My trademark, I guess, is my Panama hat. I own maybe 15 of them and haven’t worn anything else for decades. If there’s one thing that can bring out my dad’s old boxing fire, it’s somebody messing with my hat. Any dedicated hat-wearer from the South will tell you that the hat is out-of-bounds. A while back someone came up from behind me and playfully knocked my hat askew. I wore him out so loudly the next five minutes it surprised even me.

• • •

It’s amazing how fast and far a golf joke can travel.
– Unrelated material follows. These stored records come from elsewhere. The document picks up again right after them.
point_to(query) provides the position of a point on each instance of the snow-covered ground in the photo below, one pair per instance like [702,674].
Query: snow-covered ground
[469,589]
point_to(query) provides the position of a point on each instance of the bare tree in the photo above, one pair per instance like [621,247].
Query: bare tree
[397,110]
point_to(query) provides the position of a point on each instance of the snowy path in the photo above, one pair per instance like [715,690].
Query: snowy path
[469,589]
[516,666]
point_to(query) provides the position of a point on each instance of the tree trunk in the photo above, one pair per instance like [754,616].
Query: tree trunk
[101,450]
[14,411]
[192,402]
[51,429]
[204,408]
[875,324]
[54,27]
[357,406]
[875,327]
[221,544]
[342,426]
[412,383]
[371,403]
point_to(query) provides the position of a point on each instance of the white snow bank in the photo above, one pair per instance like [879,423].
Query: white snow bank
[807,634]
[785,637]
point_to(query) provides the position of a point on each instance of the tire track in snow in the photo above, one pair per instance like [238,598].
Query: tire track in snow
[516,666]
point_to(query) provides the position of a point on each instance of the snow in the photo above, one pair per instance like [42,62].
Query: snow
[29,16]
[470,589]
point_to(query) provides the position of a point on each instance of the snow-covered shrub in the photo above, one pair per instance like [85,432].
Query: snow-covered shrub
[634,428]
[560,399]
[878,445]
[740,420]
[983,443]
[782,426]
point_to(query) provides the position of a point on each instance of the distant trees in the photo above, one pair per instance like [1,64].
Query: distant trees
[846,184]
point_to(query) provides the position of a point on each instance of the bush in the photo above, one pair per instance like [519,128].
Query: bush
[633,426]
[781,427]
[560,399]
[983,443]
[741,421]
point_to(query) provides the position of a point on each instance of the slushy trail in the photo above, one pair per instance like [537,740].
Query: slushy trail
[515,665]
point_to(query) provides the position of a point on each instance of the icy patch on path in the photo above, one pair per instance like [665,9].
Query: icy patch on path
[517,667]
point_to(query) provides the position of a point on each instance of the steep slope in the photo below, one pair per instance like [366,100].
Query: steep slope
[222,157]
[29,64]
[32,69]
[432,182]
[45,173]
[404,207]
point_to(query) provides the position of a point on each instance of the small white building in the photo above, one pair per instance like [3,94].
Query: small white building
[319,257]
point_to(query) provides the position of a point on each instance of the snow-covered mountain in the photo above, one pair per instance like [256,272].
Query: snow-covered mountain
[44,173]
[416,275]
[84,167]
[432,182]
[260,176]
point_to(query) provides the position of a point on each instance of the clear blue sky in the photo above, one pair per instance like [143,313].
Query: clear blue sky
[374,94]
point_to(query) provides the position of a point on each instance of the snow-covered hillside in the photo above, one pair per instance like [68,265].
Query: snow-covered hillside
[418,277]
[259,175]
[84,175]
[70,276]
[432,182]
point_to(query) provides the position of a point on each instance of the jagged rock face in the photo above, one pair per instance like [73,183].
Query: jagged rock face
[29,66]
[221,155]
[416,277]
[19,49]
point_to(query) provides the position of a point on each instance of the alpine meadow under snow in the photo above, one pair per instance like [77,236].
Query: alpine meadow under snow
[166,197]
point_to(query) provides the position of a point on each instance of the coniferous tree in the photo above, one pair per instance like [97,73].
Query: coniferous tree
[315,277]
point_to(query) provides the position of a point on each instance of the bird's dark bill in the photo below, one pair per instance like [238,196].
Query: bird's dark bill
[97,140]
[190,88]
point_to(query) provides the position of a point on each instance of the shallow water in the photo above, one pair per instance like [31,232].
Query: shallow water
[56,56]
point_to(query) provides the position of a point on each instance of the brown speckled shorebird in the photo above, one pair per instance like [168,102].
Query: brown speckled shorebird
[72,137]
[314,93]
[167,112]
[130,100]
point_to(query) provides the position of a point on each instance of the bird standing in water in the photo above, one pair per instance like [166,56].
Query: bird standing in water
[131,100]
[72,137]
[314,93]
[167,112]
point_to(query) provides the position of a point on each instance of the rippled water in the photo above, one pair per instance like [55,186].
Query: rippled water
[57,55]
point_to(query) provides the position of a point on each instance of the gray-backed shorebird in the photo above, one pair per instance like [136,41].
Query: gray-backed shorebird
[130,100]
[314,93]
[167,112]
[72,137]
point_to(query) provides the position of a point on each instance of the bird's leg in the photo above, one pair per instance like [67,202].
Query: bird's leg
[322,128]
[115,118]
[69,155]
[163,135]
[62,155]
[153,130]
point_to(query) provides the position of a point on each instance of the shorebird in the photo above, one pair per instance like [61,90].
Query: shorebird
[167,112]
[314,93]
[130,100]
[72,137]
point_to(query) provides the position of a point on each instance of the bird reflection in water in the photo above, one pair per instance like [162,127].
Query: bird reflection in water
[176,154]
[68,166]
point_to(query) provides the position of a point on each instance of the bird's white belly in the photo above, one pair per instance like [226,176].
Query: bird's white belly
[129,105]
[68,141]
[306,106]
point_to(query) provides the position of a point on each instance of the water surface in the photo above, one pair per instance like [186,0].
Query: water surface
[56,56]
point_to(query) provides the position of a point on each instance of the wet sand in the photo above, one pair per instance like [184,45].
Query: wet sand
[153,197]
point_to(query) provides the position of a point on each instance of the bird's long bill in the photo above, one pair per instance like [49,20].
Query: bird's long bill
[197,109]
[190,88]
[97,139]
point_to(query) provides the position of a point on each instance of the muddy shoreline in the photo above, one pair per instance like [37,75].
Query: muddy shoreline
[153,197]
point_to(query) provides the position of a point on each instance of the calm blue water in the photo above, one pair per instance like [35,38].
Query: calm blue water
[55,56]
Here’s one I’ve heard recently in California and Florida: A golfer and his girlfriend are lying in bed watching TV. The girlfriend, feeling neglected, asks him, “Am I the only one you’ve ever been with?” He says, “Of course.” She says, “Are you sure I’m the only one?” He says, “Honey, I’ve been with a lot of 7s and 8s, but you’re definitely the only 1 in the bunch.”

• • •

Everyone tells me how lucky I am to have a healthy lifestyle, what with being outside, walking and healthy foods. The truth is, during tournament weeks I practically live in a golf cart. I’m driving from scene to scene and barely get out of the damned thing. I’ve started walking on a treadmill in my hotel three days a week, just to get in some semblance of physical condition.

• • •

Before Jack Lemmon teamed with Peter Jacobsen at the AT&T Pebble Beach Pro-Am—where they failed to make the cut in decades of trying—Jack teamed with me. It was 1978, and we actually came within a shot of making the cut. Jack was very happy and upbeat. At the time, he assumed it would happen one day, but it never did. He might be the best example of never taking anything in golf for granted.

• • •

A lot of players will call us in for help on dropping from a cartpath, which is fairly rudimentary. But I’m glad when they do, for two reasons. One, if the player makes a mistake dropping from the path, it can mean a penalty, whereas if the official were to give incorrect advice on how to drop, it’s no penalty. If you’re the player, doesn’t it make sense to always call in an official, just in case? Two, so long as players request help dropping from the path, rules officials are going to be necessary. Who doesn’t like job security?